A great game can be found practically anywhere. You don’t even need to get in on the latest releases to enjoy a fully immersive experience. Do yourself a favor and indulge in these retro games before time finally catches up and snatches them away from us. Enjoy!

Path of Exile – A Challenger Appears to Diablo III

Path of Exile

Image Credit: Pixabay.com

Diablo III has accumulated plenty of sins since it was first released in 2012. From the Auction House debacle to the seasonal resets, there has been no end to the criticism leveled on Blizzard. Despite all that, Diablo III remains the king of the isometric ARPG loot grind and no others have even come close. Things are different now, however, since Path of Exile has come into the ring and is proving to be a tough and true contender for Diablo III’s crown.

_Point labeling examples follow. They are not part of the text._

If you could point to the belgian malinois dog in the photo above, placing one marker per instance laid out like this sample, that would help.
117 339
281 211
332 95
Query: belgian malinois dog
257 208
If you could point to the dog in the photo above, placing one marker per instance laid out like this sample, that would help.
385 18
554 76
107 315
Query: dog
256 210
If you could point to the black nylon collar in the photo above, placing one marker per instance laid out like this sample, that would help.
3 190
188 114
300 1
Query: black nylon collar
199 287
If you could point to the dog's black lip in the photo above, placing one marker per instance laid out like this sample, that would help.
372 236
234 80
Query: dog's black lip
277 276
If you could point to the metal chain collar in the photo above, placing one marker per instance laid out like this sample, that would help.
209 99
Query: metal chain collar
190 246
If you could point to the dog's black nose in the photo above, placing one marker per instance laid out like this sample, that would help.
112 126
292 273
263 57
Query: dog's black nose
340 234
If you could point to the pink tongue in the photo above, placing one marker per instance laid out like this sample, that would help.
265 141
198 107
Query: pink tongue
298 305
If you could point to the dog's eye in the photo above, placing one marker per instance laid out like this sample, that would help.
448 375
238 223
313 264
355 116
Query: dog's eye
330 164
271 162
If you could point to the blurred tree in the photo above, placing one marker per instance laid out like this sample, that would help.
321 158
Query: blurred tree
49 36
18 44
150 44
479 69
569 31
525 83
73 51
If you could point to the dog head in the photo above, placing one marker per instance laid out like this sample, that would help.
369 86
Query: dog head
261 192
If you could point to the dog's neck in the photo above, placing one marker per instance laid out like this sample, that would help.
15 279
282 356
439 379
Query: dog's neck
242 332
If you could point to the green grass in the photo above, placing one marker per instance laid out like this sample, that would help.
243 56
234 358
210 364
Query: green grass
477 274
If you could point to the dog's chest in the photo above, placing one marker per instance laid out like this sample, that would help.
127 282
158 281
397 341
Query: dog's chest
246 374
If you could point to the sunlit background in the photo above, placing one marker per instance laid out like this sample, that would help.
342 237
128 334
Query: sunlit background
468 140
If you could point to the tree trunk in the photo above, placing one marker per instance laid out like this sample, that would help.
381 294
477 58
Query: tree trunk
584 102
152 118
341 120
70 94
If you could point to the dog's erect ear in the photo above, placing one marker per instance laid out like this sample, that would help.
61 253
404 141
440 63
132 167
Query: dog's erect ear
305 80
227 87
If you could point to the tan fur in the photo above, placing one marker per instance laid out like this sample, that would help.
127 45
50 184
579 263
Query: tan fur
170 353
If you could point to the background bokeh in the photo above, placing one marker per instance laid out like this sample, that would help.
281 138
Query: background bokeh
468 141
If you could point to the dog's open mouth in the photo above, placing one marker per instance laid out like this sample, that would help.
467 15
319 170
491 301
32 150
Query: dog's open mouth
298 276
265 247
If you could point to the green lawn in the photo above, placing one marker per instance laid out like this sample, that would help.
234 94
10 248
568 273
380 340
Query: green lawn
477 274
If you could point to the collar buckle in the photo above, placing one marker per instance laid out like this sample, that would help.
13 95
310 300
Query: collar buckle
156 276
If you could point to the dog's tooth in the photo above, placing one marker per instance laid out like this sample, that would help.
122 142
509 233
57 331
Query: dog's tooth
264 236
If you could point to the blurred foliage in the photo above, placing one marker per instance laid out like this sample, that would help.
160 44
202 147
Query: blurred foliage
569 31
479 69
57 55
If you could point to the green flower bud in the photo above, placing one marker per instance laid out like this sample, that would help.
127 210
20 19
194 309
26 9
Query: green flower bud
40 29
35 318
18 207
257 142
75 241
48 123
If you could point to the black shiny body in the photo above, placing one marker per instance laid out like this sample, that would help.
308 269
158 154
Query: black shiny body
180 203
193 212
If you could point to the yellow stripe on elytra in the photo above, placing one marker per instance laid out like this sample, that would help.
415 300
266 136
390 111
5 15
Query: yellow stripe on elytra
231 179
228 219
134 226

The Classic System with Modern Roots

Path of Exile is not ashamed to say that it took its core gameplay from Diablo; naturally, there’s no way around the loot crawl without acknowledging the original. However, the Diablo franchise has seen better days in the heyday of Diablo II and the original, despite the arguable relative success of Diablo III today.

Path of Exile comes from the same family of games, but it does more to separate itself from its cousins and ancestry. For one, PoE manages to stand out by making some very unique classes and combat mechanics; these focus on gem equipment in order to determine skills in combat.

There are six basic classes in the game; Marauder, Ranger, Duelist, Shadow, Templar, and Witch. These all ultimately have an analogue in Diablo III save for some unique differences. Regardless, the game is easy enough to pick up by the Diablo veteran or the genre newbie since each class performs a specific role akin to the holy trinity found in ARPGs like these.

The one thing that PoE does well is its ability to imitate the tropes and trends of Diablo, without becoming too much like Diablo. Enemies of the same quality are there with blue-named enemies being a “rarer” genus than white ones. Gold would be the enemies that may or may not completely destroy you. From the basic shuffling demon to the irreverent demon, many of these enemies will be familiar to fans of the genre. This is a good thing. PoE manages to replicate the same things people enjoyed in Diablo and other isometric ARPGs, while being able to keep it unique with its Dark Souls-inspired aesthetic and feel. This way, PoE does not manage to alienate a whole player base who may think that the original did it better, and it manages to be intriguing enough to draw in the genre newbie.

Perhaps the only downside to PoE is its Xbox One port. It is not awful in any sense, but it certainly could be better. Diablo III’s console ports are very fleshed out and polished, but this is the first time Grinding Gear Games went for a port of their flagship game, thus this was expected. There is not any cross-platform play, but that is also expected. This is due to the different balancing of the peripheral differences for controller and mouse and keyboard. Being out on the Xbox One for only a year, PoE will still find plenty of improvements on a console and, if Grinding Gear Games finds enough reason, even cross-platform play.

The best thing about PoE, however, is that it is completely free-to-play along with all seven expansions currently released. You do not have to spend a single dollar to be able to experience the breadth of content it has. It does have a cash shop as is standard in F2P games, but everything that could be purchased there is mere vanity items that do nothing to improve your game. Grinding Gear Games is one of those developers that took an ethical stance with cash shops, by maintaining that there will never be an advantageous purchase over another player that does not want to spend a dime on PoE. Perhaps the only somewhat essential item on the cash shop is the extra bank space that would not normally be purchasable with in-game PoE currency. However, many players would find this forgivable as it is not a game-changing thing. It will make your dungeon crawling considerably easier though.

Just Like Diablo But More

It is very similar in scope and size to the Diablo franchise with its sprawling, loot-laden dungeons and drop-in/drop-out co-op where enemies scale according to the number of players. However, there is much more content in PoE due to Grinding Gear Games’ penchant for releasing updates and expansions on a regular basis. PoE is already up to its seventh expansion in the form of War for the Atlas. There is a whole slew of things to do and explore – much more than Diablo III’s meager vanilla game and its single expansion, Reaper of Souls.

With an interesting storyline and hours upon hours of fun, Path of Exile is proving to be a serious contender for Diablo III’s crown as the undisputed king of isometric ARPGs. It is a wonder how PoE does not have the same level of fame as its predecessor. Grinding Gear Games simply does not have the advertising power Blizzard has since it is an indie company. If you would like a break from Diablo III’s seasonal resets, you may want to give PoE a try for a fresh take on the ARPG genre.